Archive for Sexology


Early Modern Times

In Tunisia, Sheikh Nefzawi writes an Arabic love manual, "The Perfumed Garden", which resembles the "Kama Sutra", but is more detailed. The part of the book dealing with homosexual love is later suppressed and is now lost.
Italy is the birthplace of modern scientific anatomy. Leonardo da Vinci conducts anatomical studies by dissecting corpses, being one of the first to do so. He draws and describes some internal sex organs, coitus, and pregnancy.
Andreas Vesalius publishes the first exact human anatomy.

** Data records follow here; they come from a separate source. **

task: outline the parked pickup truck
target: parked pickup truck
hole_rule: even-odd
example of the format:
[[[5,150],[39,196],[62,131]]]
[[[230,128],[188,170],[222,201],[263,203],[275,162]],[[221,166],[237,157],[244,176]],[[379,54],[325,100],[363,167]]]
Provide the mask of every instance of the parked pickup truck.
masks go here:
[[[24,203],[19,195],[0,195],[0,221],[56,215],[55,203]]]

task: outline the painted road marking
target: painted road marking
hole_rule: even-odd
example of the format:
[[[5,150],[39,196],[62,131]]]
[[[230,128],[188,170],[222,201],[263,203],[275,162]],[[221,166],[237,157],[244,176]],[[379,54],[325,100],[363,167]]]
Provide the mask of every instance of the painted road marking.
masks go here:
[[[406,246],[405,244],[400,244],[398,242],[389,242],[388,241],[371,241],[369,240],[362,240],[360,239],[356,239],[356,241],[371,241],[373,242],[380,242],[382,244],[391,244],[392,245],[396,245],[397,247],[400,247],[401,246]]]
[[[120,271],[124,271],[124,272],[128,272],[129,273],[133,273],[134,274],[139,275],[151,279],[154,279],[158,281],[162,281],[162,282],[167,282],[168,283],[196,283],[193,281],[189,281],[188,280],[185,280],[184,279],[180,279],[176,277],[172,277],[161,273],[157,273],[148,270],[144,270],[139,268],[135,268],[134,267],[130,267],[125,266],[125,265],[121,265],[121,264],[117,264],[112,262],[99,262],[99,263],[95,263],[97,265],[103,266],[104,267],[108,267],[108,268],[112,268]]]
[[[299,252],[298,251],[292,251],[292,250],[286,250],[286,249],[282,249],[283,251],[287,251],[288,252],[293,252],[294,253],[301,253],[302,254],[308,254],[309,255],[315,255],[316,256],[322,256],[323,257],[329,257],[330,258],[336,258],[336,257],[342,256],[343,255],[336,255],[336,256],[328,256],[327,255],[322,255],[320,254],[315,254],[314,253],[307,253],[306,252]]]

Later anatomists continue the work and make new discoveries regarding the internal sex organs:
Gabriele Fallopio describes the oviducts (Fallopian tubes), Regnier de Graaf the Graafian follicles and female ejaculation, Caspar Berthelsen (Bartholinus): Bartholin's glands, William Cowper: Cowper's glands.
Toward the end of the 16th century, the courtier Pierre de Bourdeille, Abbé de Brantome, writes his "Life of the Fair and Gallant Ladies", a literary memoir containing many entertaining 'case histories' of sexual behavior.
In 1642 the physician J.B. Sinibaldus publishes his "Genanthropoeia" in Rome. It is a comprehensive textbook dealing with anatomy and erotic stimulation.
In 1677 Anton van Leeuwenhoek sees, for the first time, the human sperm cell under the microscope.